Anaconda is the most popular Python distribution among data scientists, mostly because it makes their life easier in multiple ways (which we will discuss below).
In this article, we will give you a high-level overview of the benefits of using the Anaconda Python distribution for machine learning, and we will guide you step-by-step on how to install it on your computer.
What is Anaconda Python?
Anaconda is a Python distribution maintained by Anaconda, Inc. (formerly Continuum Analytics), a company founded by two Python veterans: Peter Wang and Travis Oliphant.
Besides Python, it also supports R, and it does this cross-platform on Windows, macOS, and Linux.
What problem does Anaconda solve?
Most importantly, Anaconda tackles a frequent package management challenge faced by data scientists.
Package management with pip
Installing Python packages requires the use of a package manager, the most popular being pip. pip installs dependencies without checking whether they conflict with existing packages, so it might break them. Even worse, it can make them produce different results without the user’s knowledge.
To give an example, let’s say we are already using a machine learning package depending on NumPy (the most widely used numerical computation package for Python). Now, when we install some other package that depends on a different version of NumPy, it could break our machine learning library or generate inconsistent results.
Imagine having this in production code.
Package management with conda
For this reason, Anaconda uses its own package management system, conda. When installing or updating a package, it takes into account the whole environment and the user-defined package preferences. Then, it either tries to work out a configuration compatible with all dependencies or, at least, makes the conflicts explicit.
So, as a result, you do not have to be afraid that installing a new package could affect your entire data analytics workflow.
Package management, therefore, is a core feature of the Anaconda distribution. Besides this, however, there are further functionalities with their pros and cons.
We will review them in the next section.
The main differences between Anaconda and system Python
So, besides the different approach to package management, what are the main differences between the Anaconda distribution and the default system version of Python?
First, a side note. Very often, people compare Anaconda and pip as mutually exclusive alternatives, but as we will see, it is not that simple, as Anaconda is not only a package manager, but has other functionalities as well.
Here we will also compare Anaconda to pip, the Python default package manager.
Pros of using system Python
- pip is the most straightforward way to install packages on Python
- pip is often faster than conda (the package manager of Anaconda)

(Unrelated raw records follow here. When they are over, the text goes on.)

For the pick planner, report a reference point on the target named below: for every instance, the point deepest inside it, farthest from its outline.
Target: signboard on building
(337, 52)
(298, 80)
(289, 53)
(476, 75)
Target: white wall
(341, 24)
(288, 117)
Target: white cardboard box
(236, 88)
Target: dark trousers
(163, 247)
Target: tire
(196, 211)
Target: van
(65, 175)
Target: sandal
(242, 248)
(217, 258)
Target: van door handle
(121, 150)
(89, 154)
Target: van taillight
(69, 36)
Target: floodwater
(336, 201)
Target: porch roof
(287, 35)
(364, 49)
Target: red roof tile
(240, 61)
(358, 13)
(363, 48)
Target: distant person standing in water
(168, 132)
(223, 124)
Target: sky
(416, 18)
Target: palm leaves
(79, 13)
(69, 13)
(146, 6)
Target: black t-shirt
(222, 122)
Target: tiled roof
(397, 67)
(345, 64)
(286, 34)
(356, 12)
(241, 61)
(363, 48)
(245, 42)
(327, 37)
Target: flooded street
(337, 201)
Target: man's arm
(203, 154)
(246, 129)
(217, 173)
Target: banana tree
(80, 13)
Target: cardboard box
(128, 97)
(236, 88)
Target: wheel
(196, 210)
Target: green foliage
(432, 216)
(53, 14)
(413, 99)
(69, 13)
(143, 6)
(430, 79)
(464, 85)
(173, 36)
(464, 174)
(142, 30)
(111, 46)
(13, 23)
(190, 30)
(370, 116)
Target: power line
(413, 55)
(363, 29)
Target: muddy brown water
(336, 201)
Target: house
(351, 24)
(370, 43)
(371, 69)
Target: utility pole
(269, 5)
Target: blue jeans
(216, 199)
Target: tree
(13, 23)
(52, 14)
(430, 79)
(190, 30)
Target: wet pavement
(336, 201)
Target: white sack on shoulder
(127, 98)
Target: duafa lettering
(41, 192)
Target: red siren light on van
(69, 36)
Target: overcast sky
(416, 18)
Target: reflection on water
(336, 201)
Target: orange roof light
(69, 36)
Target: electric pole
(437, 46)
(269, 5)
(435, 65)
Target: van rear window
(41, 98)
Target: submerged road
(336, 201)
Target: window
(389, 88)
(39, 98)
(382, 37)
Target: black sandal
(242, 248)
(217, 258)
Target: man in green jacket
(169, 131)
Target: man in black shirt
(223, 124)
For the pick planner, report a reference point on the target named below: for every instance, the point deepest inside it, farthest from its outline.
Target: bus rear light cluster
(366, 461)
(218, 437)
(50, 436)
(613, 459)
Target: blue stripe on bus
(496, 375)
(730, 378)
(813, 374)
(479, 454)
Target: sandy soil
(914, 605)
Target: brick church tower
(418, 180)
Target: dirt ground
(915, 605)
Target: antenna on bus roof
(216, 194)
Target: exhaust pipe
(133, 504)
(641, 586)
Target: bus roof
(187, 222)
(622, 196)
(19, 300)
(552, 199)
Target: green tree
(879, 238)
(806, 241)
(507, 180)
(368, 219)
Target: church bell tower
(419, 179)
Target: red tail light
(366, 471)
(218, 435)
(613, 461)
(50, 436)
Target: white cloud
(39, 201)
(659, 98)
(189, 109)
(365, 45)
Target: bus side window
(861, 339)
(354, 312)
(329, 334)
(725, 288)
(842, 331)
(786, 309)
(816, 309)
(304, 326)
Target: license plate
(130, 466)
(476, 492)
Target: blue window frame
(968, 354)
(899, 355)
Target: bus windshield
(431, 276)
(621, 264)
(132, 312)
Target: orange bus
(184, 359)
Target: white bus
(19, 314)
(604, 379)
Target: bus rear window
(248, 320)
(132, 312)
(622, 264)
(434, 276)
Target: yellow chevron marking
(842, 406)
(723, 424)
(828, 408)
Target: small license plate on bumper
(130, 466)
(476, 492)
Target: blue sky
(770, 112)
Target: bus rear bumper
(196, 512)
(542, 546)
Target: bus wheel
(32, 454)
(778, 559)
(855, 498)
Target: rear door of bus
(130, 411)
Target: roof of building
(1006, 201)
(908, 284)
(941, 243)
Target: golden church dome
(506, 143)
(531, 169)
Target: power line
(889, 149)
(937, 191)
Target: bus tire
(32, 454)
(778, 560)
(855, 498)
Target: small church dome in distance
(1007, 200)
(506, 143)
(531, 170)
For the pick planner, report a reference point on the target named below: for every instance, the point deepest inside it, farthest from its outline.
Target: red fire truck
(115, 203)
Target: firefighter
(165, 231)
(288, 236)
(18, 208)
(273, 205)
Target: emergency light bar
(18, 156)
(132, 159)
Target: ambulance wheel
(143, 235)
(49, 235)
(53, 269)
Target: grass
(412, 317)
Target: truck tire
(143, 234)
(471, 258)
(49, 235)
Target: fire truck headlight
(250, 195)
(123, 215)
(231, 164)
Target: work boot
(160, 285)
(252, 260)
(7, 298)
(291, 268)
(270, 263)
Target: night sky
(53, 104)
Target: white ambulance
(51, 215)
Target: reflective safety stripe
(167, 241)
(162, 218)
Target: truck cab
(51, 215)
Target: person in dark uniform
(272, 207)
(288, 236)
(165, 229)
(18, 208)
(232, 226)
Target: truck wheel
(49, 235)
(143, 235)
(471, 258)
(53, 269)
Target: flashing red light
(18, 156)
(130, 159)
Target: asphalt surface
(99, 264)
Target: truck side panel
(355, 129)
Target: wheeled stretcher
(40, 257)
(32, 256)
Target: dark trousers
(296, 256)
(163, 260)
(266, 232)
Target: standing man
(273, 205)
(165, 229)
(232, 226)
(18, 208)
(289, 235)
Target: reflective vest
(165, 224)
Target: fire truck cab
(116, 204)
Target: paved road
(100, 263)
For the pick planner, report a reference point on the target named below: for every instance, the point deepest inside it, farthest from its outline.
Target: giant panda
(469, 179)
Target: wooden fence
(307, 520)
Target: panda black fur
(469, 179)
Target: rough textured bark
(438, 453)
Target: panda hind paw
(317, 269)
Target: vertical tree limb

- You get the most recent versions of each package
- No company is involved
Cons of using system Python
- Requires caution and possibly manual handling of dependencies
- Relying on pip can be unstable and break dependencies
- Cannot install non-Python packages
Pros of using Anaconda
- Package management and dependency is more extensive as it can also track non-Python dependencies
- It has its own native virtual environment management system which can integrate different Python versions
- conda environments are isolated environments
- Anaconda is a company, which ensures consistency and support for commercial applications
- It comes with many useful and integrated applications for data science (most importantly Jupyter Notebook)
- It is perhaps the most popular Python distribution nowadays, and the number one in data science development
Cons of using Anaconda
- The package manager tends to be slow (although the Anaconda team has been actively working on this issue)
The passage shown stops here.